ClickHouse MergeTree: The Engine Family Explained

Q: What is the difference between `ORDER BY` and `PRIMARY KEY`?

ORDER BY defines how data is sorted on disk. PRIMARY KEY defines the sparse index. If you omit PRIMARY KEY , ClickHouse uses ORDER BY . If you specify both, the primary key must be a prefix of the sort key. The most common reason to specify them separately is to have a short index (fast to scan) and a longer sort order (better compression and faster filters).

Q: Should I use `FINAL` on every Replacing/Summing query?

No. FINAL is a "force merge at query time" instruction and is expensive on large tables. Use it for occasional point lookups; for analytics, rely on GROUP BY + sum() (for SummingMergeTree) or argMax(value, version) (for ReplacingMergeTree) instead. The official docs cover the patterns under each engine.

Q: Should I use ReplacingMergeTree or CollapsingMergeTree for upserts?

For most upsert and CDC workloads, ReplacingMergeTree is the better default: you only insert the new row, you never need to know the prior state, and out-of-order inserts are resolved by the version column. Reach for CollapsingMergeTree only when you need exact sum() / count() aggregates without FINAL (via the sign trick) or native deletes, and your writer can emit the cancel-and-replace pair in order. See the side-by-side comparison above.

Q: What's the relationship between MergeTree and the Distributed engine?

Distributed is not a storage engine; it is a query router. A Distributed table sits in front of a set of MergeTree (or Replicated*MergeTree) tables on shards and fans queries out. Storage always happens in a MergeTree-family table.

The MergeTree family is the answer to almost every ClickHouse table design question. MergeTree is the foundational engine; the variants (ReplacingMergeTree, SummingMergeTree, AggregatingMergeTree, CollapsingMergeTree, VersionedCollapsingMergeTree, GraphiteMergeTree) add specific behaviors at merge time, and the Replicated prefix layers Keeper-based replication on top of any of them. This guide covers the shared MergeTree fundamentals (parts, merges, ORDER BY, PARTITION BY, indexes), then walks through each variant with examples and the workloads it fits.

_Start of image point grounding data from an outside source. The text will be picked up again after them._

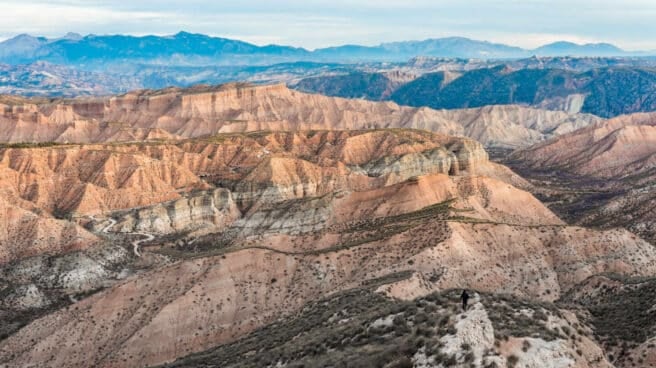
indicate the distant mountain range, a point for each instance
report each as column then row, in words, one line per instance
column 187, row 49
column 604, row 91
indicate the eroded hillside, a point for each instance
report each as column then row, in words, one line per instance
column 602, row 175
column 205, row 111
column 227, row 234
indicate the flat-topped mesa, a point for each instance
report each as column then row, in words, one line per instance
column 173, row 182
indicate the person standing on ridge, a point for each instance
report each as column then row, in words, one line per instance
column 464, row 297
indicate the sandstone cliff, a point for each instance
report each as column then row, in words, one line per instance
column 202, row 111
column 279, row 220
column 615, row 159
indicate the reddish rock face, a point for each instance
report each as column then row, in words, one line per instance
column 198, row 112
column 617, row 157
column 318, row 212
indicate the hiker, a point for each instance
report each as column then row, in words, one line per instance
column 465, row 298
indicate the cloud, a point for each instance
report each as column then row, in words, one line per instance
column 319, row 23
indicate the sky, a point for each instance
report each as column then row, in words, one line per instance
column 320, row 23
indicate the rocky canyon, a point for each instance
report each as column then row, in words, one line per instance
column 259, row 226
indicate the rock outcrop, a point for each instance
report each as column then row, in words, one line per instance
column 616, row 159
column 289, row 218
column 202, row 111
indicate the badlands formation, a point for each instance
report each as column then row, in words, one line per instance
column 614, row 162
column 204, row 111
column 168, row 228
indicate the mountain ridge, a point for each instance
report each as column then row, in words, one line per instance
column 82, row 50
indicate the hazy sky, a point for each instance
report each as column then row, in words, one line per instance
column 630, row 24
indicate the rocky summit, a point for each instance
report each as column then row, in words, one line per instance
column 259, row 226
column 202, row 111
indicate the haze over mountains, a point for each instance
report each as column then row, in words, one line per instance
column 93, row 51
column 325, row 208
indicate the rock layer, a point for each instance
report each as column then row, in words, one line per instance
column 202, row 111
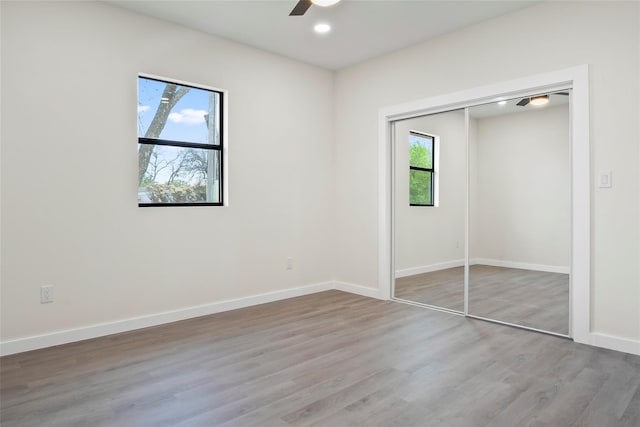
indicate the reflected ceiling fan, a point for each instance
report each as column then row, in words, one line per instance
column 303, row 5
column 538, row 99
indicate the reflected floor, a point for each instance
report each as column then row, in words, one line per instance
column 530, row 298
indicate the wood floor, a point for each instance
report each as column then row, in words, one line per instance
column 328, row 359
column 529, row 298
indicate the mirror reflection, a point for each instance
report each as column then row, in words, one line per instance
column 429, row 222
column 519, row 254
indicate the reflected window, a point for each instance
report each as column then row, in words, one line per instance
column 421, row 169
column 179, row 144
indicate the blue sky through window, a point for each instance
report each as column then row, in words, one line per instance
column 186, row 121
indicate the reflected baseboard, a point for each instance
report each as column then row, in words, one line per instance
column 520, row 265
column 412, row 271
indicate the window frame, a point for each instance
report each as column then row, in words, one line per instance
column 221, row 147
column 431, row 170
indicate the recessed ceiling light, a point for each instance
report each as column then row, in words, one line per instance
column 539, row 100
column 322, row 28
column 324, row 3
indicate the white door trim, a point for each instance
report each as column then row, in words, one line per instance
column 576, row 78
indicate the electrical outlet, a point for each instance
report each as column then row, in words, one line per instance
column 46, row 294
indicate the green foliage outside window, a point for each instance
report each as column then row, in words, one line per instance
column 420, row 170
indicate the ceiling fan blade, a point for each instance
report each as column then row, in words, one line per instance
column 300, row 8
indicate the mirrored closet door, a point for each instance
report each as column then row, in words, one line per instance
column 486, row 190
column 429, row 222
column 520, row 211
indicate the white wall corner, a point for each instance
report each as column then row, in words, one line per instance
column 359, row 290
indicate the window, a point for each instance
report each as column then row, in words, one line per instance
column 421, row 169
column 180, row 144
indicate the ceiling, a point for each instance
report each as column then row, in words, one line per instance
column 510, row 106
column 361, row 29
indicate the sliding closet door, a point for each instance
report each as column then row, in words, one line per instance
column 429, row 205
column 520, row 216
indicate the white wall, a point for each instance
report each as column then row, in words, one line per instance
column 426, row 236
column 69, row 171
column 602, row 34
column 522, row 188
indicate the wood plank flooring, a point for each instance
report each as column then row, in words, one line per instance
column 328, row 359
column 529, row 298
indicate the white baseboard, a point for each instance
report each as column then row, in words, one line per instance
column 94, row 331
column 429, row 268
column 521, row 265
column 358, row 290
column 611, row 342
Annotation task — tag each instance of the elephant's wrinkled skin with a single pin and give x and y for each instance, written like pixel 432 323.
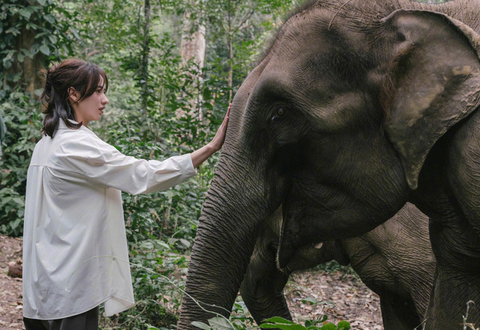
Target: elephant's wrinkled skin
pixel 395 260
pixel 358 107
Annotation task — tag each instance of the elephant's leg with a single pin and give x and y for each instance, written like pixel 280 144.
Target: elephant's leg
pixel 262 286
pixel 457 276
pixel 398 313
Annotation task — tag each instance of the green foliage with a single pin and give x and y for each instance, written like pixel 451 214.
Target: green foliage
pixel 28 30
pixel 281 323
pixel 23 121
pixel 157 270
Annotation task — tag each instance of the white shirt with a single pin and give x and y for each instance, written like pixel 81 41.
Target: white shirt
pixel 75 253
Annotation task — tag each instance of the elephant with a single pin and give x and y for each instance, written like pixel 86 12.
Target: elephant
pixel 356 108
pixel 395 260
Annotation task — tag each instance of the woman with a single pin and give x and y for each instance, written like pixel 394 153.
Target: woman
pixel 75 250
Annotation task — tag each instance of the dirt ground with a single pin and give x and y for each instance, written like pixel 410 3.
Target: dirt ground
pixel 332 293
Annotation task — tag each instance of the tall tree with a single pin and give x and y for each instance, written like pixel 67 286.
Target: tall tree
pixel 145 54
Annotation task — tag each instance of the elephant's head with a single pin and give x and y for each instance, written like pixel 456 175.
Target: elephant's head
pixel 332 125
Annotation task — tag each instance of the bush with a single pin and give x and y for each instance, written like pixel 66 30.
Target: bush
pixel 23 120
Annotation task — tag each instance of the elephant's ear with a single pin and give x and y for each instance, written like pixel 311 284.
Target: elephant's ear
pixel 432 82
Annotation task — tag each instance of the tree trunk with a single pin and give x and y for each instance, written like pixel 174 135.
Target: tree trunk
pixel 193 48
pixel 145 53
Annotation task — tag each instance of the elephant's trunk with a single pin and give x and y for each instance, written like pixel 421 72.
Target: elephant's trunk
pixel 224 243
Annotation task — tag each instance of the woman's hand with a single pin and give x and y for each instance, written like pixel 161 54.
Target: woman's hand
pixel 202 154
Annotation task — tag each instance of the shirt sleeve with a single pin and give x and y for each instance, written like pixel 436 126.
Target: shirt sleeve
pixel 102 164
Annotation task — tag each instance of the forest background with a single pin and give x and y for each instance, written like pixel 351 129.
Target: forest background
pixel 173 68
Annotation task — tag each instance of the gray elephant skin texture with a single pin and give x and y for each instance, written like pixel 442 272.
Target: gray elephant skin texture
pixel 356 108
pixel 395 260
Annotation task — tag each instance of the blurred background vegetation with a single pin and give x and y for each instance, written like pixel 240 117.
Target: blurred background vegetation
pixel 173 68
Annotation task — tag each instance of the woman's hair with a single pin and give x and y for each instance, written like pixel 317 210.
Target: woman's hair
pixel 84 77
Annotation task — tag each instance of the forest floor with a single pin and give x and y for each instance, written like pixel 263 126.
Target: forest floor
pixel 337 294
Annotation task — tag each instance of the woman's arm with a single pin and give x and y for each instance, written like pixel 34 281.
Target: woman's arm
pixel 202 154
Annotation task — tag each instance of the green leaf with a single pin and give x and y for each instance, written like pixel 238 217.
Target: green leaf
pixel 220 323
pixel 310 300
pixel 50 18
pixel 280 323
pixel 329 326
pixel 25 13
pixel 53 39
pixel 44 49
pixel 201 325
pixel 185 242
pixel 343 325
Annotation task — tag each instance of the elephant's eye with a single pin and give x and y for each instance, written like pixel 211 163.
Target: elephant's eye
pixel 279 112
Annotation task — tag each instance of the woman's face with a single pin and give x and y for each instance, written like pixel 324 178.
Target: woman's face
pixel 90 108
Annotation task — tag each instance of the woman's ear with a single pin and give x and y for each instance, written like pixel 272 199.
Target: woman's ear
pixel 432 83
pixel 73 95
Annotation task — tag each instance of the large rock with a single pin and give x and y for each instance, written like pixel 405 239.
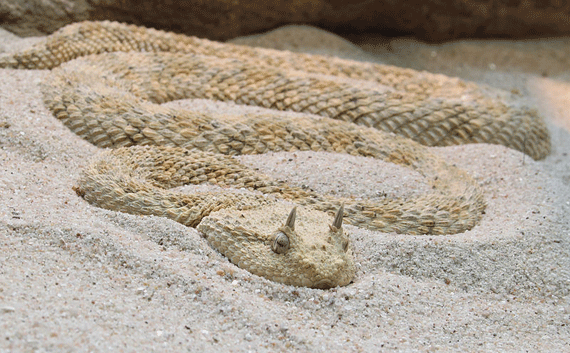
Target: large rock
pixel 431 20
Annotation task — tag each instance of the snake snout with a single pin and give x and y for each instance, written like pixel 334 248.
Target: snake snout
pixel 324 284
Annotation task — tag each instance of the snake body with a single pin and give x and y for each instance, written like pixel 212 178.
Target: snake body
pixel 113 100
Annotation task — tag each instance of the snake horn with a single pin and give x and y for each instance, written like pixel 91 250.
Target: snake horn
pixel 291 219
pixel 337 223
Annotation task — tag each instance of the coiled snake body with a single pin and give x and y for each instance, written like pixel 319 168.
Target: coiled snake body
pixel 108 81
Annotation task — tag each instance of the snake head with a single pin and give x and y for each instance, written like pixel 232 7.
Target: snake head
pixel 308 249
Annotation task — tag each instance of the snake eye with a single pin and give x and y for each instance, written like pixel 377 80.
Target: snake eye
pixel 280 243
pixel 345 245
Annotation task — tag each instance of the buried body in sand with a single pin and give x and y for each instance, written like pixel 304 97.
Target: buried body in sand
pixel 116 100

What MergeTree Actually Does

A MergeTree table stores data in immutable parts on disk. Each INSERT creates a new part containing the rows from that batch, sorted by ORDER BY and indexed by a sparse primary key. In the background, ClickHouse merges parts together, combining their data and applying engine-specific logic (deduplication, summation, collapsing, etc.) as part of the merge.

This design has three important consequences:

Inserts are very fast because they just write a new part. There is no global index to update.
Reads are fast because data is pre-sorted and the sparse index lets the engine skip whole granules (8192 rows by default).
Updates and deletes are expensive because they require rewriting whole parts. MergeTree variants that bake update semantics into the merge avoid this.

Basic MergeTree

CREATE TABLE events
(
    event_time DateTime,
    user_id    UInt64,
    properties String
)
ENGINE = MergeTree
ORDER BY (user_id, event_time)
PARTITION BY toYYYYMM(event_time);

Use plain MergeTree for raw event data, log data, append-only fact tables, and any workload where you do not need deduplication or pre-aggregation at merge time. Pair with TTL for retention, and pick ORDER BY and PARTITION BY carefully (see the CREATE TABLE guide).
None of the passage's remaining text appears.